At some point in my 30’s I bought a gold dress watch from an upscale jeweler. It looked more like a fine jewelry bracelet than a watch and the face was small and rectangle. I enjoyed wearing it, but as I got older, it was not very practical due to how difficult it became to read the small Roman numerals. For a while I alternated between it for dress occasions and my dependable and functional Bulova. Then I abandoned the little gold dress watch altogether and sold it when gold prices reached a point that I could recover a significant part of my investment in it.
In my 50’s I bought a two-tone metal-banded Citizen watch. It, too, was functional and easy to read, but the metal band required less maintenance than a leather band and it had a nice contemporary look.
Now, as I approach my sixtieth birthday, I’m conscious of my watch. Extra weight has caused the band, from which I once had links removed, tight enough that I find myself wishing I could find those extra links and return them to the band. But more than the awareness of it on my wrist, I am aware that most people I know no longer wear a watch. It seems that most people have come to rely on their cell phones for timekeeping. The always-accurate cell phone time is more reliable and for most people one’s phone is ever ready and easy to read with its lit digital display and it’s never any farther from one’s need than a watch that is actually attached to one’s wrist. I have even been asked a couple of times why I still wear a watch.
Those four watches have served my needs for fifty years. When my mother-in-law died in 1976, I discovered that she had a box full of watches. Most were likely purchased at greatly discounted sale prices, as she was quite a good shopper. She had beautiful watches with crystal bracelet bands or fashionable colored bands. Several of her watches were given to friends of hers who also wore stylish fashion coordinated watches. I kept a couple of them and wore one occasionally.
At our women’s ministry, Bethel Village, we receive dozens of watches in donations every year. Some very cheap and costumy. Others are quite nice, much like my Bulova and Citizen. For a couple of years I recruited discounted batteries from a jeweler and we gave watches to our students.

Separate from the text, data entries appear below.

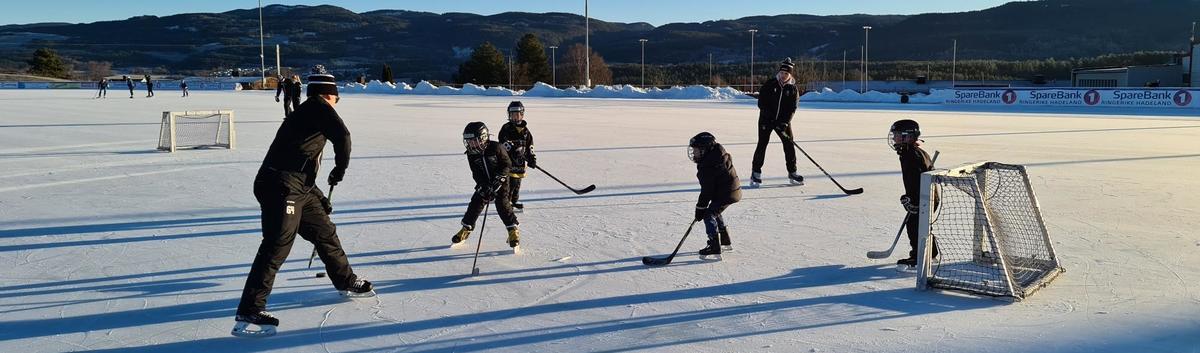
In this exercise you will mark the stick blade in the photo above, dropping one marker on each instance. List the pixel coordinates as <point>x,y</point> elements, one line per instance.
<point>655,261</point>
<point>877,255</point>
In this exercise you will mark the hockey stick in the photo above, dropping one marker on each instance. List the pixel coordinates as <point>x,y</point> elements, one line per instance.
<point>887,253</point>
<point>474,269</point>
<point>330,197</point>
<point>664,261</point>
<point>586,190</point>
<point>856,191</point>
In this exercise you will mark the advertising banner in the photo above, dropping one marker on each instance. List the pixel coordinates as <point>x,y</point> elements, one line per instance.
<point>1075,97</point>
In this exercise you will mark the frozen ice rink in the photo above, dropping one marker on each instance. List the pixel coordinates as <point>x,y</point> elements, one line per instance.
<point>111,246</point>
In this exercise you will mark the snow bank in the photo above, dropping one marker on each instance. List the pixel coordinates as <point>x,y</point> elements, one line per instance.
<point>828,95</point>
<point>545,90</point>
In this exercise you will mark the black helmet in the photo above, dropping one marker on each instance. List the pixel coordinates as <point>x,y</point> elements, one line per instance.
<point>904,133</point>
<point>516,107</point>
<point>474,137</point>
<point>700,145</point>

I thought that it would help with our effort to help them restore order to their lives and give them a sense of grounding in the work-ordered life routine to which we are acclimating them.
I find it somewhat sad that so many watches have been abandoned to us. There are two large ziplock bags of watches on my desk. As Christmas approached, I struggled with whether or not it was worth the expense and time to rehabilitate these watches and give them to our students. Once they are out of our program they will all get their cell phones and most will never wear them. But for now, they can still serve the purpose for which they were intended, getting people to where they need to be when they need to be there.
My Citizen watch has lost its contemporary two-tone shine. It’s now worn and dated, somewhat like I myself feel these days. Increasingly, I recognize regularly that I am perceived as a woman of “a certain age”. I am becoming more “set in my ways”. I find social trends passing me by altogether. I am sometimes lost when conversations turn to new topics or when new lingo is employed.
Have I become as obsolete as my watches? I know women much older than I am who are still quite fashionable and “with it”. Maybe I really have become what my husband calls “frumpy”, stale and dated and without any concern to be anything more. I’ve never been much of a fashion hound, but I do seem more and more to lack concern for fashion, hairstyles, and other appearances. It annoys my Mother, who suggests almost daily that I need to put on makeup before I go out the door to work or church.
Have I become an outdated time piece? Or am I a well-worn, still functional, utilitarian accessory? What do I want to be as I enter my next decade of life? I have a few weeks to reflect on these thoughts. We’ll see.